While a pre-mix of micronutrients or ready to use therapeutic food (RUTF) – high-energy, micro-nutrient enhanced paste – is sometimes prescribed to treat children under five years who suffer from severe acute malnutrition (SAM), the minister has recommended giving nutrient packets to all pregnant and lactating mothers and children from six months to three years. “Why wait for a child to suffer from SAM?”.
The Minister has suggested that 30 packets for a month can be dispatched to a beneficiary through the postal department.
Take-home rations include wheat, soya and sugar.
Food-based approach agriculture is likely to get a boost and local employment generation is expected to rise. “Every child is not a sick child. Only some SAM children are sick and need special food. If healthy children are given are at the risk of getting malnourished if they don’t get adequate diet and that is what we should be trying to provide”.
Way ahead:
The need of the hour is to involve all field functionaries in a productive manner. Consistent monitoring and evaluation of the schemes using technological interventions and real-time data is also important. There is also a need to provide leverage budgets from related departments to develop an integrated plan with cross-sectoral collaboration to achieve nutrition-related targets.
Need for a nodal agency:
Despite thousands of crores of rupees being spent and a number of government schemes working for child development, the status of health and nutrition of children in the country remains abysmal. All nutrition-specific and nutrition-sensitive schemes work in silos. As a result, they are not able to achieve the intended outcome. Therefore, the establishment of a nodal agency that would facilitate coordination of all ministries and departments and execute the schemes in a convergent manner is urgently required.
Conclusion:
Money will continue for ICDS and other schemes will also continue. There is no dearth of schemes but lack of creating synergy and linking the schemes with each other to achieve common goal.
National Nutrition Mission through robust convergence mechanism and other components would strive to create the synergy.
Addressing the problem:
- Innovative and successful schemes from different states should be adopted on national level.

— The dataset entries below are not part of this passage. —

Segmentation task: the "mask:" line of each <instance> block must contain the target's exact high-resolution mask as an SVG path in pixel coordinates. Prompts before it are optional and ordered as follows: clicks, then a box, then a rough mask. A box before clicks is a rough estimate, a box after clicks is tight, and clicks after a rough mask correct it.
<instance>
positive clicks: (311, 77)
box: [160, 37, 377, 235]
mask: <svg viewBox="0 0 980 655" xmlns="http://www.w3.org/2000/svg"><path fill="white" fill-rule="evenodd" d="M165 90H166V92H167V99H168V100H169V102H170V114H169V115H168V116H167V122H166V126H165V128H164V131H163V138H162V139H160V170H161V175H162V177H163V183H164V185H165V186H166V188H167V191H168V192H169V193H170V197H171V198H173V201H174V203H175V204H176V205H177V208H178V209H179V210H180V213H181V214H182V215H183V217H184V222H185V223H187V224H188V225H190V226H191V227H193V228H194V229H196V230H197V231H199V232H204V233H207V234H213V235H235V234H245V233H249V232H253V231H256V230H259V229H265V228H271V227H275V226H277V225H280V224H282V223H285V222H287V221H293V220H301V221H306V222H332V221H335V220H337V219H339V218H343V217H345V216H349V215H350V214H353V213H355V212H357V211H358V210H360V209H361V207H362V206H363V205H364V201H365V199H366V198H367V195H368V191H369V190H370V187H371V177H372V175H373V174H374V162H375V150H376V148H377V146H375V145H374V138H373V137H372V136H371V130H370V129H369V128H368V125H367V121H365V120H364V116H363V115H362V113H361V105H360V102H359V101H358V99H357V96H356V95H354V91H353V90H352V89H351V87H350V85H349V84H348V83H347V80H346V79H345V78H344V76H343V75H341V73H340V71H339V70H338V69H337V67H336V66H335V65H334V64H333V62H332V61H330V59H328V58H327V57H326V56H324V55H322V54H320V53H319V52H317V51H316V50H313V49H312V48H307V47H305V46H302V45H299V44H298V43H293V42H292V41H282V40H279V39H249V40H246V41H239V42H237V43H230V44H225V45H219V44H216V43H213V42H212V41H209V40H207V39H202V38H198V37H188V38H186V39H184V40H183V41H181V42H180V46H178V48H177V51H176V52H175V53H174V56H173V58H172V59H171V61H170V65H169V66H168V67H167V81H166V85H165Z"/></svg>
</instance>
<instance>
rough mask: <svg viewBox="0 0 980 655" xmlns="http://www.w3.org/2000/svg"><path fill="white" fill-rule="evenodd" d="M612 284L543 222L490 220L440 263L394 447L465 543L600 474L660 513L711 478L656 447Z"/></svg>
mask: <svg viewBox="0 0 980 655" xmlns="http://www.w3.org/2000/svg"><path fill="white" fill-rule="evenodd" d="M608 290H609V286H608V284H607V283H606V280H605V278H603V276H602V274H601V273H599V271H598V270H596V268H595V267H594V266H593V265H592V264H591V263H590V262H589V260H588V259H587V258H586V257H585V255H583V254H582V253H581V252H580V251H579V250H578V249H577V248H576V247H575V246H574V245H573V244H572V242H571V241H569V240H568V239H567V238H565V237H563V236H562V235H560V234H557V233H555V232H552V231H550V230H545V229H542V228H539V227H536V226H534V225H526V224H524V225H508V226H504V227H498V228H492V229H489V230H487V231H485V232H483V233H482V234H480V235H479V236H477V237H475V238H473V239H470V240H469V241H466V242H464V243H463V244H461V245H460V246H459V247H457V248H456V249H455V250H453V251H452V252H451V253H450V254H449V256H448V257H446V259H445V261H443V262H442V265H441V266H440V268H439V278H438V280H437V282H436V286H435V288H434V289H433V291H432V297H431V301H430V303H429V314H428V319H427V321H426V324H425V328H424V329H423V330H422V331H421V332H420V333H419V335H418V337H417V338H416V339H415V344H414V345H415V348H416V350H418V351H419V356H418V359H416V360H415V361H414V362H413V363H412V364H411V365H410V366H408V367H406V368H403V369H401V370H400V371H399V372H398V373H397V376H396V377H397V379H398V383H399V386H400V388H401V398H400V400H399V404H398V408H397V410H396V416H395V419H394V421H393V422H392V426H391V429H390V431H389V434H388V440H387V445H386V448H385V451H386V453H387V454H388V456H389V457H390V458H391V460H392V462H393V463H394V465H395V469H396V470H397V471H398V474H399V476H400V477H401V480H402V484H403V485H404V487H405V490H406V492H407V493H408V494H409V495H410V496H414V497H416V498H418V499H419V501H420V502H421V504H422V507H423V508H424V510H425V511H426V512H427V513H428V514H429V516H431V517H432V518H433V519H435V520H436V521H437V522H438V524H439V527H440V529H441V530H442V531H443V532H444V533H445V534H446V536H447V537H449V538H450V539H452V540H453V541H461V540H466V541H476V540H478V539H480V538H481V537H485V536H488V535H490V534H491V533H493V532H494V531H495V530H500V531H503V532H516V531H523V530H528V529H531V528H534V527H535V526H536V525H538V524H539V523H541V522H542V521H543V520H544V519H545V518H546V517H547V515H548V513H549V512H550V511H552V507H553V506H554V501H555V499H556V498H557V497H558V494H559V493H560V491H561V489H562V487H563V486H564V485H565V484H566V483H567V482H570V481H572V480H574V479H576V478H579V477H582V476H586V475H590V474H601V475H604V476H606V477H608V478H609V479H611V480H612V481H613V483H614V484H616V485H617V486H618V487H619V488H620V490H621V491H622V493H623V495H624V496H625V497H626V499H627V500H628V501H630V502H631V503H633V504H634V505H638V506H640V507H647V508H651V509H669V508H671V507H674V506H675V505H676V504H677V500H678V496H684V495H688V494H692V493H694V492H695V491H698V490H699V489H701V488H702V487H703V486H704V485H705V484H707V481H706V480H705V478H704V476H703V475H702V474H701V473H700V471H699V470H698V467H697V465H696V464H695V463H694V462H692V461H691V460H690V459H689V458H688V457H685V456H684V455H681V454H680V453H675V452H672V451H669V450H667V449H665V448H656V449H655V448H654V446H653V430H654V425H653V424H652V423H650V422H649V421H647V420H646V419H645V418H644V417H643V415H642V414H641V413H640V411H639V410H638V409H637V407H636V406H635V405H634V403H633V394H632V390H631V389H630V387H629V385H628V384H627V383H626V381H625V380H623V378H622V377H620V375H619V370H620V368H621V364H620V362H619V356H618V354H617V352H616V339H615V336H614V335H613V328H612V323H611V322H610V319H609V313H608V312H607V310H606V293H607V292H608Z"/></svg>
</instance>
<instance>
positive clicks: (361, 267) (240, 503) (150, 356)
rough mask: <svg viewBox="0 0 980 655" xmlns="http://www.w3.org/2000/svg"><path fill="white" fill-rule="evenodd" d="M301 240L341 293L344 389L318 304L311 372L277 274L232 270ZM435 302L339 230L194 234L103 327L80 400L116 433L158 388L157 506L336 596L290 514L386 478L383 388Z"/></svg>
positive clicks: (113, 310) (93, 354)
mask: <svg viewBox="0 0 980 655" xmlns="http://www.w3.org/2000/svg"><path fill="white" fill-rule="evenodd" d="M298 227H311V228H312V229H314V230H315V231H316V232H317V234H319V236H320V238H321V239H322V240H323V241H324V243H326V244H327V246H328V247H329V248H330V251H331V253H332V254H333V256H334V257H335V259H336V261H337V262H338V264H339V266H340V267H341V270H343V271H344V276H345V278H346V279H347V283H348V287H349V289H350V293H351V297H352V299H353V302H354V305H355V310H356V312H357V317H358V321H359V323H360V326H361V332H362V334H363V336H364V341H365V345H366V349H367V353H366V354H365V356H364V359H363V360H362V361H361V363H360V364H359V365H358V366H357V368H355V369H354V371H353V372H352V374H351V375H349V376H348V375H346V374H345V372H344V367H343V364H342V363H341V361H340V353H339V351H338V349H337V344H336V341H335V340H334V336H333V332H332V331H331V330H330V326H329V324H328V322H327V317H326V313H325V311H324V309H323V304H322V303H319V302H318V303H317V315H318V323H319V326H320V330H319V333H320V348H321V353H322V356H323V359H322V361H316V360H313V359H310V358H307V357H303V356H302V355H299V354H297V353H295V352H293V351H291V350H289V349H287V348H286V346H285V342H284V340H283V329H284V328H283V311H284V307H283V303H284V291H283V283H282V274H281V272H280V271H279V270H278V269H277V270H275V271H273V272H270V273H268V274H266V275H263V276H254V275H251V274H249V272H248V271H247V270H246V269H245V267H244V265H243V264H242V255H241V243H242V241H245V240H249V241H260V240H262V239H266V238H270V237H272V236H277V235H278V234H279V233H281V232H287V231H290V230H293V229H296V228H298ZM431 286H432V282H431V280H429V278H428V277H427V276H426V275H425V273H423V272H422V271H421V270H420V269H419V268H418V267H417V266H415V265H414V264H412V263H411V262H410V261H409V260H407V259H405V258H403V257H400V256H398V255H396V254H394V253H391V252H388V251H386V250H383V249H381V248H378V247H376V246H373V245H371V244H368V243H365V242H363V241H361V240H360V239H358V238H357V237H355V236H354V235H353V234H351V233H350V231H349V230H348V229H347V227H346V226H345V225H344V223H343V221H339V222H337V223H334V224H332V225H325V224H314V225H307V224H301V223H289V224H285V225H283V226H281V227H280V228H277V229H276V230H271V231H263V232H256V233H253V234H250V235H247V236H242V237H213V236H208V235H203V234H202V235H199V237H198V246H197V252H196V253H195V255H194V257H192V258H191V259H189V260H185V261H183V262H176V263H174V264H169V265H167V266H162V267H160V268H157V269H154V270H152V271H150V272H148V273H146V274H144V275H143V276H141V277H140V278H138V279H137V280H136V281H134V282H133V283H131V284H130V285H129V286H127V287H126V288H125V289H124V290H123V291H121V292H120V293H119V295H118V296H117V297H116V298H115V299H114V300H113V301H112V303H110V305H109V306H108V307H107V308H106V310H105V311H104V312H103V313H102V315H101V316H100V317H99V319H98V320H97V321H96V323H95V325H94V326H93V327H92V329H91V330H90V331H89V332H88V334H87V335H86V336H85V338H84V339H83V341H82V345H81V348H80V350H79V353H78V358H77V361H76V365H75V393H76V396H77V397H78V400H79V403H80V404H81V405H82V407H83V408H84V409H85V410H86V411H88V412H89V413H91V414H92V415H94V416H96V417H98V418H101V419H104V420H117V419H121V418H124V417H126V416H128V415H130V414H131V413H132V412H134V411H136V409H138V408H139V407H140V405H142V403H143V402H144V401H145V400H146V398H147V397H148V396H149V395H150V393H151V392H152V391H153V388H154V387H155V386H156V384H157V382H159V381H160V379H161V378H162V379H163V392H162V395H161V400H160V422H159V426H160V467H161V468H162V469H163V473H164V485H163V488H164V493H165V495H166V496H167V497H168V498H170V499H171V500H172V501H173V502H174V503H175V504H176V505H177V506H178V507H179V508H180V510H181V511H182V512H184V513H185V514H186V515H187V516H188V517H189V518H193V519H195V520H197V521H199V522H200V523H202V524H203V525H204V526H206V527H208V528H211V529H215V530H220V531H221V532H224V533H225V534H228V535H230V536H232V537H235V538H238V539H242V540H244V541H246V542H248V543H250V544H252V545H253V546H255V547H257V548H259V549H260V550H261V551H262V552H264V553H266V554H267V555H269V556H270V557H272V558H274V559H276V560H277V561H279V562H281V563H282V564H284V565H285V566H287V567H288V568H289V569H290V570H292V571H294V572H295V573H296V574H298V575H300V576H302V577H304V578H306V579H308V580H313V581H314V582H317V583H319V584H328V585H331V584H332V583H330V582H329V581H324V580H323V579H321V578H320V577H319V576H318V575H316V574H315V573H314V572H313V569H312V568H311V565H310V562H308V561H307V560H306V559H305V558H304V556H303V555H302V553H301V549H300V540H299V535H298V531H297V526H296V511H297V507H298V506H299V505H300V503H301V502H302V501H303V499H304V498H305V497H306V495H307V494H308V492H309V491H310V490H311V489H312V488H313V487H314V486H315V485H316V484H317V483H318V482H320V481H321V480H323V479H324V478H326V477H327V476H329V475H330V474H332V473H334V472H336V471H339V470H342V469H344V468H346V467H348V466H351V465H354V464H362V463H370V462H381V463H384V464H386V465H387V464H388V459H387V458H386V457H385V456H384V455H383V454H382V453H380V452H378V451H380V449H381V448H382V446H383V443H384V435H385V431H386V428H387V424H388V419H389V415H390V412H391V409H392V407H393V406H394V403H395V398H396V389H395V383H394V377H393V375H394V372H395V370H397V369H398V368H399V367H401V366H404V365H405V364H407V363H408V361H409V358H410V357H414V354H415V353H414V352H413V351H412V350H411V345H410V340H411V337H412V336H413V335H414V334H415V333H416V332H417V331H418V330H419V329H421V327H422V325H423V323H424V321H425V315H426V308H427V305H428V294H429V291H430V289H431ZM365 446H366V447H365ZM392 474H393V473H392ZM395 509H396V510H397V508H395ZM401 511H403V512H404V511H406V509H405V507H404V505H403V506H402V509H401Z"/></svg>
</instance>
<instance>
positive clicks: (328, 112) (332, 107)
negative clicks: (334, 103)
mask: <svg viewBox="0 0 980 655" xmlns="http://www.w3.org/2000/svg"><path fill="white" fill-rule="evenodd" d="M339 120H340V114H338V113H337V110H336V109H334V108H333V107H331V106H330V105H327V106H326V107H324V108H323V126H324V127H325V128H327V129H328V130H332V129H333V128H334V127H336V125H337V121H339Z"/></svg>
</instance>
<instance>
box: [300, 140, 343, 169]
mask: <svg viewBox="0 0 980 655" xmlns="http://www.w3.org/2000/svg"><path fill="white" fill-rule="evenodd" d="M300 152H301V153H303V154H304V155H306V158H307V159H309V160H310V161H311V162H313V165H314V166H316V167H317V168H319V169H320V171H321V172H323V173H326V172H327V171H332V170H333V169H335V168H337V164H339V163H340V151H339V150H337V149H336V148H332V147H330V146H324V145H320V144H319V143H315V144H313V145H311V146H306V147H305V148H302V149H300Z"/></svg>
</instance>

Like the PHULWARI scheme of Chhattisgarh aims to curb malnutrition by providing balanced and nutritious diets to women of infants and children every day.
- Creating awareness, about the right nutrition.
- Educating mothers about the importance of breastfeeding, informing about immunization
- Popularizing nutritional programmes providing iron folic tablets.
- Effective antenatal care.
Malnutrition makes a large section of society susceptible to diseases and drags them out from contributing in the national progress. The need is to effectively tackle the issue by strengthening government programmes and involve civil society and NGOs to help the cause.